Another finding points to what Buildots calls the “long tail” effect. The final 20% of many construction activities accounts for roughly 27% of the overall task duration, suggesting that late-stage slowdowns are a structural characteristic of projects rather than isolated exceptions.
The research also found significant differences in trade productivity. Top-performing MEP teams complete work at up to three times the pace of average crews, highlighting substantial opportunities for improving execution through better planning and coordination.
Project type also appears to have a measurable influence on schedule performance. Healthcare construction achieved the highest average schedule adherence at approximately 65%, while data centers averaged around 57%. Commercial and industrial projects clustered in the low-to-mid 40% range, with education projects showing the lowest adherence at under 39%.
These kinds of comparative benchmarks have historically been difficult for contractors and owners to obtain, making cross-project performance evaluations largely subjective.
Expanding the Role of AI in Construction
The launch reflects a broader trend toward AI-driven operational intelligence across the construction industry.

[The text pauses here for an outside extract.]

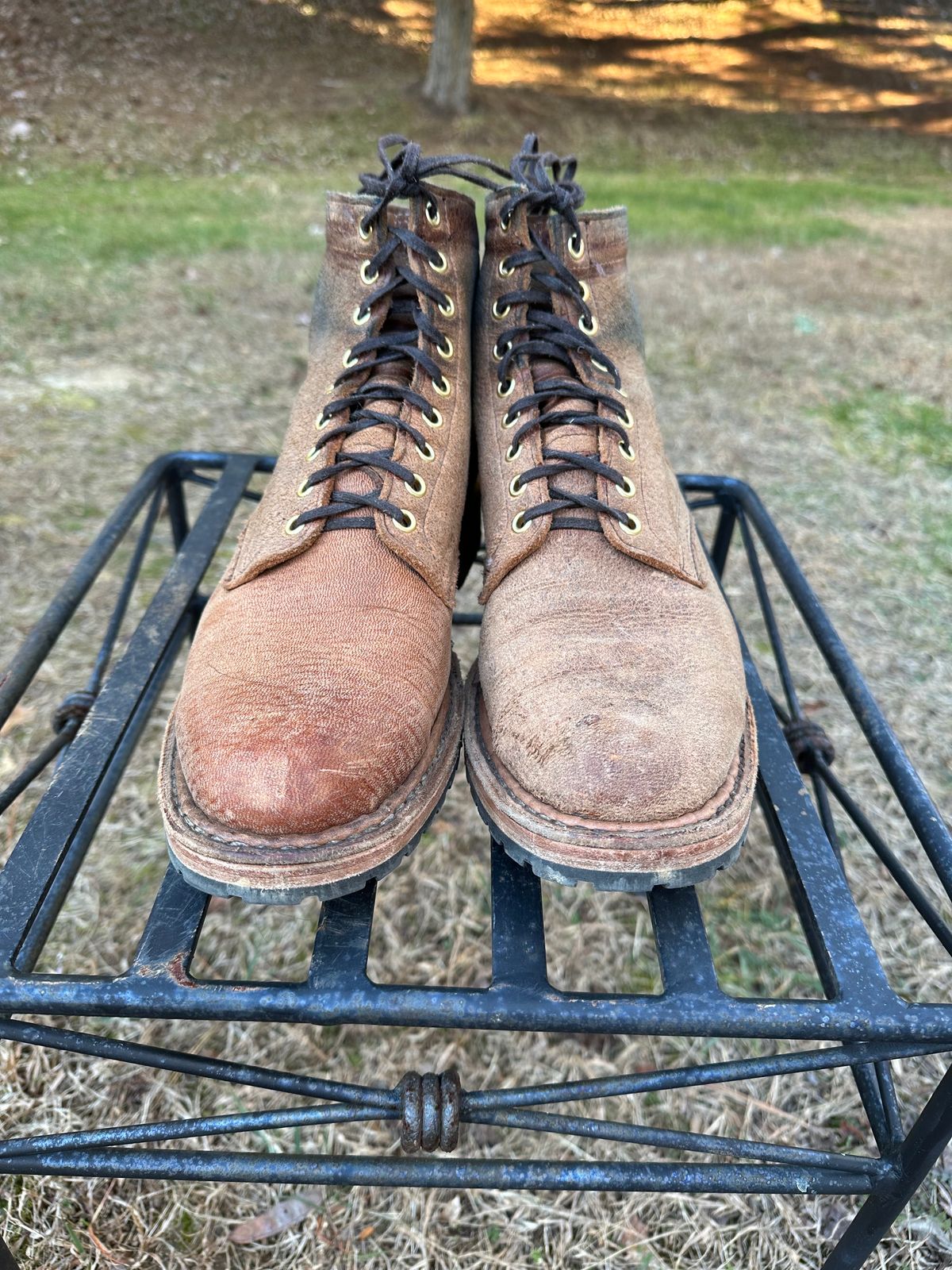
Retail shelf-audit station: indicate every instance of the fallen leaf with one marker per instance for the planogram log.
(282, 1217)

While many organizations initially adopted AI for document automation, design assistance, or scheduling support, increasing attention is shifting toward continuous project monitoring using computer vision, digital twins, and predictive analytics.
Buildots’ platform combines reality capture with artificial intelligence to create a continuously updated digital representation of construction progress. By integrating imagery, schedules, BIM models, and workforce information, the system identifies deviations, forecasts risks, and supports faster decision making throughout the construction lifecycle.
The Intelligence Lab extends that capability beyond individual organizations by creating a shared knowledge base built from anonymized industry data.
According to Buildots, participation remains privacy-focused, with project information aggregated and anonymized before inclusion in research datasets.
A Collaborative Research Model
Although the Intelligence Lab operates within Buildots, the company says it functions as an autonomous research unit focused on industry advancement rather than commercial objectives.
Construction professionals, academics, analysts, consultants, and media organizations are encouraged to submit research questions and hypotheses for future analysis. Rather than publishing proprietary reports behind a paywall, the Lab will make its metrics, benchmarks, and insights freely available.
As AI continues transforming industries that have historically relied on manual processes, initiatives like the Buildots Intelligence Lab illustrate how aggregated operational data can become a shared resource rather than remaining isolated within individual organizations.
For an industry that has long relied on intuition, historical averages, and disconnected project reporting, objective benchmarks grounded in real-world execution data could become an increasingly valuable foundation for improving productivity, reducing delays, and making more informed construction decisions.